How do I prevent an agent from looping indefinitely?

Enforce a hard loop limit at the graph or orchestration level — not inside any individual node or tool. In LangGraph, this means a conditional edge that checks iteration count before any other condition. In AutoGen, it's max_consecutive_auto_reply on the UserProxyAgent. The limit should be set to the maximum number of steps a successful run would ever need, not an arbitrary large number — if your agent legitimately needs more than 20 steps, that's a workflow design issue.

What is the right level of human oversight in an agentic system?

It depends on the blast radius of the actions the agent can take. Read-only agents (search, summarise, classify) can run fully automated.
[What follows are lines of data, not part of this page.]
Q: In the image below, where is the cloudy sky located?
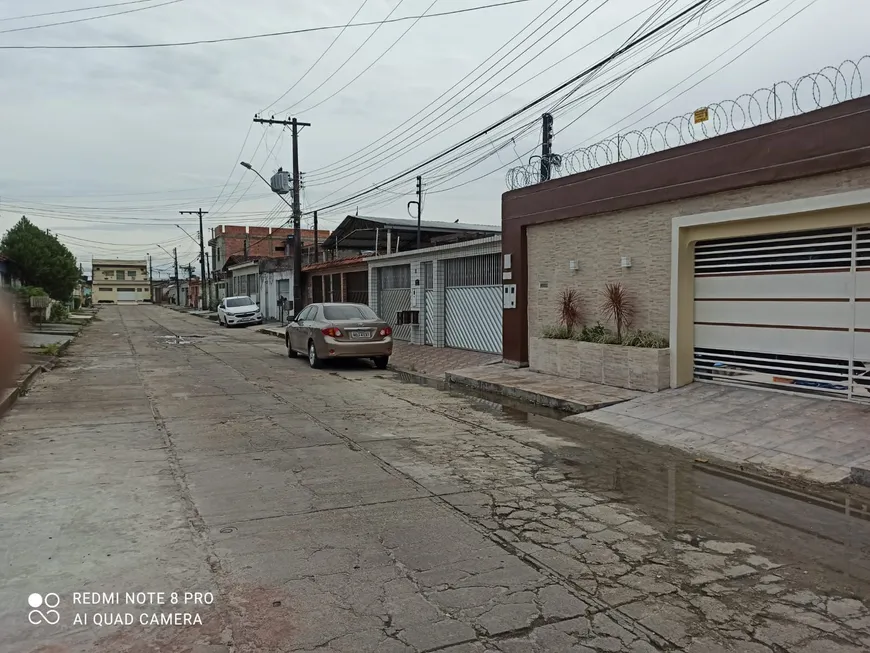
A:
[0,0,870,271]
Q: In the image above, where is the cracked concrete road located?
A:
[0,306,870,653]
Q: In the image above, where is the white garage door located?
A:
[694,227,870,401]
[118,288,136,304]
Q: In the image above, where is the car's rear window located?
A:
[323,304,378,320]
Agents that write to production systems, send external communications, or modify infrastructure should require human approval for novel action types — at least until you have a baseline of observed behavior to reason from. LangGraph's checkpointing supports this natively with interrupt_before on specific nodes.

How does MCP differ from function calling / tool use?

Tool use (OpenAI function calling, Anthropic tool_use) is the model-level primitive for telling an LLM which functions it can call and how to format the call. MCP is the transport and discovery layer that sits above tool use — it defines how tools are hosted, discovered, and invoked in a way that's framework-independent. An MCP server can expose its tools to any agent that speaks MCP, regardless of the underlying model or framework.